(18) Praying always with all prayer and supplication in the Spirit, and watching thereunto with all perseverance and supplication for all saints;
As Paul continues to describe this kind of battlefield prayer, he uses some very interesting vocabulary to describe the nature of that prayer.
He uses the term “watching”. It is an interesting term. It’s the word αγρυπνουντες (agrupnoutes) It’s a compound word made up of two parts: The prefix “a” or “alpha” and the Greek word hupneo which means “to sleep”. When there is an “a” prefix in front of something it often conveys the negative, like in the words atheist (There is no God) or agnostic (You cannot know if there is a God). So, this word could be viewed as “no sleep”. Talk about a battlefield term!
Paul has said that the occasion of the prayer is “at all times”. Now he clarifies this idea with the idea of a “watch”. There are no office hours to battle time. Battles aren’t scheduled. Even today our military must always have someone standing watch. It doesn’t matter if it’s 2pm or 2am, they must be vigilant to “watch”, even when it means that there is no sleep. You’ve hear the expression of the “2nd watch” or “third watch”. Soldier, you’ve got “2nd watch”. What does that mean? While some of the troops get some sleep, you stand guard. This kind of battlefield prayer takes persistence. He says “watching thereunto with all perseverance”. In battle there is no time where it is ok to let down your guard.
This term “watch” in this way comes up in two other places that I would like to point out. First, in the Garden of Gethsemane. Read from Mark 14:32-41 with me.
(32) And they came to a place which was named Gethsemane: and he saith to his disciples, Sit ye here, while I shall pray. (33) And he taketh with him Peter and James and John, and began to be sore amazed, and to be very heavy; (34) And saith unto them, My soul is exceeding sorrowful unto death: tarry ye here, and watch. (35) And he went forward a little, and fell on the ground, and prayed that, if it were possible, the hour might pass from him. (36) And he said, Abba, Father, all things are possible unto thee; take away this cup from me: nevertheless not what I will, but what thou wilt. (37) And he cometh, and findeth them sleeping, and saith unto Peter, Simon, sleepest thou? couldest not thou watch one hour? (38) Watch ye and pray, lest ye enter into temptation. The spirit truly is ready, but the flesh is weak.(39) And again he went away, and prayed, and spake the same words.
(40) And when he returned, he found them asleep again, (for their eyes were heavy,) neither wist they what to answer him. (41) And he cometh the third time, and saith unto them, Sleep on now, and take your rest: it is enough, the hour is come; behold, the Son of man is betrayed into the hands of sinners.
Jesus connected “watching” and praying here with his disciples. In a very practical way he was asking them to watch and pray for an hour. Stay up. Don’t sleep. Pray.
The second place the word watch is used is in Hebrews 13:17-18. The context is talking to believers about their spiritual leaders- “those that have rule over you”. It is not exclusively speaking of pastors, but it certainly would include them.

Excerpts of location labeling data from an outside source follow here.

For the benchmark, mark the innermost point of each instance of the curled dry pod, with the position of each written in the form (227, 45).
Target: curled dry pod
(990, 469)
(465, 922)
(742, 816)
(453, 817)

In verse 7 of that same chapter “those that have rule over you” are described.
(7) Remember them which have the rule over you, who have spoken unto you the word of God: whose faith follow, considering the end of their conversation.
These are leaders in the church that proclaim the word of God and are called to lead the assembly to do what God’s Word tells them to do. They are referred to in verse 17-18 with this term “watch”.
(17) Obey them that have the rule over you, and submit yourselves: for they watch for your souls, as they that must give account, that they may do it with joy, and not with grief: for that is unprofitable for you. (18) Pray for us: for we trust we have a good conscience, in all things willing to live honestly.
When I read this verse I was struck with emotion. It is a weighty thing to handle the Word of God, and to lead the people of God. The writer of Hebrews is telling the people of the church not to make it difficult to be the leader. Why? The leader is called to sleeplessly stand guard for your spiritual lives. The leader is going to give an account of how he does this. Just like the soldier on the wall, on guard duty, is going to give an account if anything happens to the people he guards. Souls are at stake when it comes to both how we lead and how we follow. That is true in our families, in our communities, and certainly is true in this church.
There have been times in my ministry when I’ve had to confront people. When you confront people there is the danger of being taken as arrogant. People can misunderstand your intentions or your motives. It can be seen as arrogant to hold people accountable for their actions. Certainly, people can do that with the wrong heart and the wrong motive, but they can do it with the right motive and be misunderstood. Certainly, the leader can be wrong, but the point is this. We are at battle. Meal-time, token prayers are not going to cut it. We are going to be accountable for how we watch and pray.
So here are the types of questions that I’ve been wrestling with all week long:
- Does my prayer life reflect the idea that I’m at battle?
- Does my prayer life reflect the idea that I’m supposed to be at watch in prayer for all saints?
- Does my prayer life reflect a heart attitude that I don’t really think I need God?